¿Porqué vuelvo
tantas veces a esta caña de ocho pies y línea tres?, ¿a esta orilla derecha
enmarañada?, ¿a subir pescando desde tan lejos?, ¿a madrugar tanto?, ¿a atar de
nuevo la ninfa verde y el velero?, ¿a meterme en el río de las palabras?, ¿a
tocar el alcornoque gigante?, ¿a nunca sentirme sólo junto al río?, ¿a pararme
a mirar embobado el remolino de la poza grande?, ¿a olvidarme junto al agua del
cansancio negruzco que siempre se posa en mi hombro cuando estoy en la ciudad?,
¿a hacer un nudo orvis si no es el más fácil? ¿a poner la mano en las
piedras con musgo?, ¿a seguir mirando al lugar por donde la trucha desapareció
cuando la dejé libre?, ¿a caminar deprisa por las sendas si no tengo prisa?,
¿a sonreír cuando sé que el barbo absorberá el señuelo dos segundos después? ¿a
pensar que el siguiente recodo, poza, tabla, rasera, rápido, pasillo, remanso
es aún más bueno que este?
De todas las
preguntas que nos propone la vida a cada paso mientras crecemos, sólo de estas
sé me bien las respuestas, sólo de estas puedo estar muy seguro de contestar
bien.
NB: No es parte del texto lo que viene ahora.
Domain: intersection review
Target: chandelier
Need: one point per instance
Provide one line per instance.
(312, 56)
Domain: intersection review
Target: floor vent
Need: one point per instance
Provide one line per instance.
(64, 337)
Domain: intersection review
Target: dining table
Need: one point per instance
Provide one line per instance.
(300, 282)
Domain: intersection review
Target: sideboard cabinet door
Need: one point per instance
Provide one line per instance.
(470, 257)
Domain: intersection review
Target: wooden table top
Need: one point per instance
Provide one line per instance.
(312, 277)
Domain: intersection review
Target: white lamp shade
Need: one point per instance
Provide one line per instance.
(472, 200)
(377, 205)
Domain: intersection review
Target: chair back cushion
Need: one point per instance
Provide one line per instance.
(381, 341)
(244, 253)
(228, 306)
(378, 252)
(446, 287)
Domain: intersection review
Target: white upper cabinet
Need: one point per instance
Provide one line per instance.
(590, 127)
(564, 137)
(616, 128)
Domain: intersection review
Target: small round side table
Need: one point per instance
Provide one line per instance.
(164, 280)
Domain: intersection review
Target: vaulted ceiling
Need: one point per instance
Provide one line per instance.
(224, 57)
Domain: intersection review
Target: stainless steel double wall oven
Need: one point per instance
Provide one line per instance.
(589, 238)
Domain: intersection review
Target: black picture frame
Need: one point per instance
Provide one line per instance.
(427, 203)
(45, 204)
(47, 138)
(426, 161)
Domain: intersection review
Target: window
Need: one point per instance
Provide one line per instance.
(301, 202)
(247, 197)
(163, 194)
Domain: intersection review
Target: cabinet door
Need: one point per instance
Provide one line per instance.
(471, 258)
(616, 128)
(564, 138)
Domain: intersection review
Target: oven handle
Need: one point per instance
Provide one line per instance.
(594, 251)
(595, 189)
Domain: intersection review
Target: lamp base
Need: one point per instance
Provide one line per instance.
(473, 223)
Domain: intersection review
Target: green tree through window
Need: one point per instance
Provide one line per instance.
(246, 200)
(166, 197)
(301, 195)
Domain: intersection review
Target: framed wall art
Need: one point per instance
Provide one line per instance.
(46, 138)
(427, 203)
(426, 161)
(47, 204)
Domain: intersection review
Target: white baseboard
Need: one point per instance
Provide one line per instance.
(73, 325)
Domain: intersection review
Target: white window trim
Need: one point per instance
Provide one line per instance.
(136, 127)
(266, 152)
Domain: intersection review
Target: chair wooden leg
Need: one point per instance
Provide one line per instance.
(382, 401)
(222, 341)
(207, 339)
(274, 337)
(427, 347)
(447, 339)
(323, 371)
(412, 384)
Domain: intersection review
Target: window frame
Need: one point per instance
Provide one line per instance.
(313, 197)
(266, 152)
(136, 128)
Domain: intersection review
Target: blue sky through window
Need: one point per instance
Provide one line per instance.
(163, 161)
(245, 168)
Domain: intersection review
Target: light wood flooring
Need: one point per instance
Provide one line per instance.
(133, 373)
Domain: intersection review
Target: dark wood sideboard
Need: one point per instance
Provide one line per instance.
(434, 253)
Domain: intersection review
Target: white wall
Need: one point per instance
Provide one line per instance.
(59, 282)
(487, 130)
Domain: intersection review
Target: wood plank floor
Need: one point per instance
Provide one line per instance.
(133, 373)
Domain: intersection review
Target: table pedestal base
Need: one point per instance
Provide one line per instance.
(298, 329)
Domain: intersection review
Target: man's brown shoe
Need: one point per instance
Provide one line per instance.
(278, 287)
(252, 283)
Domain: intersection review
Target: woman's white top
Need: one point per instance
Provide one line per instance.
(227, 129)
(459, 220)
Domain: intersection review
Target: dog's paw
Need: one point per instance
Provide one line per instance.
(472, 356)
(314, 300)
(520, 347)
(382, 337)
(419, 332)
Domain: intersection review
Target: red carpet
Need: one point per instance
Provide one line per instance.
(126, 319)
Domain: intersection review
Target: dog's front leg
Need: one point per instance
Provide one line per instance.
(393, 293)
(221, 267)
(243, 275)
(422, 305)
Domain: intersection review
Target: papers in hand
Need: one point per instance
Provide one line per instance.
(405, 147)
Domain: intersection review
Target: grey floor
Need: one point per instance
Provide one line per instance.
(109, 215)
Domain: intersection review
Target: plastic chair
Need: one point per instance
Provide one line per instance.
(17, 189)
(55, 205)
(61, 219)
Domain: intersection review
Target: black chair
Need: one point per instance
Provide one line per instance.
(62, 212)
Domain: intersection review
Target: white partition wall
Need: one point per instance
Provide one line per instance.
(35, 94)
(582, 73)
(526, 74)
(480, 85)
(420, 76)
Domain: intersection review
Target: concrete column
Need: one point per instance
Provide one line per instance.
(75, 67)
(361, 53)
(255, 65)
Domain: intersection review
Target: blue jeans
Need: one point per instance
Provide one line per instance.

El resto de cuestiones siempre se pierden, no por difíciles, no por
extrañas sino porque ninguna respuesta me va a llenar nunca el hueco de
tristeza o trampa, de falsa seguridad y torpe engaño con que las tapo la
boca. Sócrates, Spinoza, Wittgenstein, Kant, Husserl, Deleuze… Las cabezas más
brillantes de nuestra historia desafiaron esas tristezas y esas trampas de
preguntar porqué y para qué y hasta dónde llenando miles de libros con sus
palabras. En eso se nota que no eran pescadores.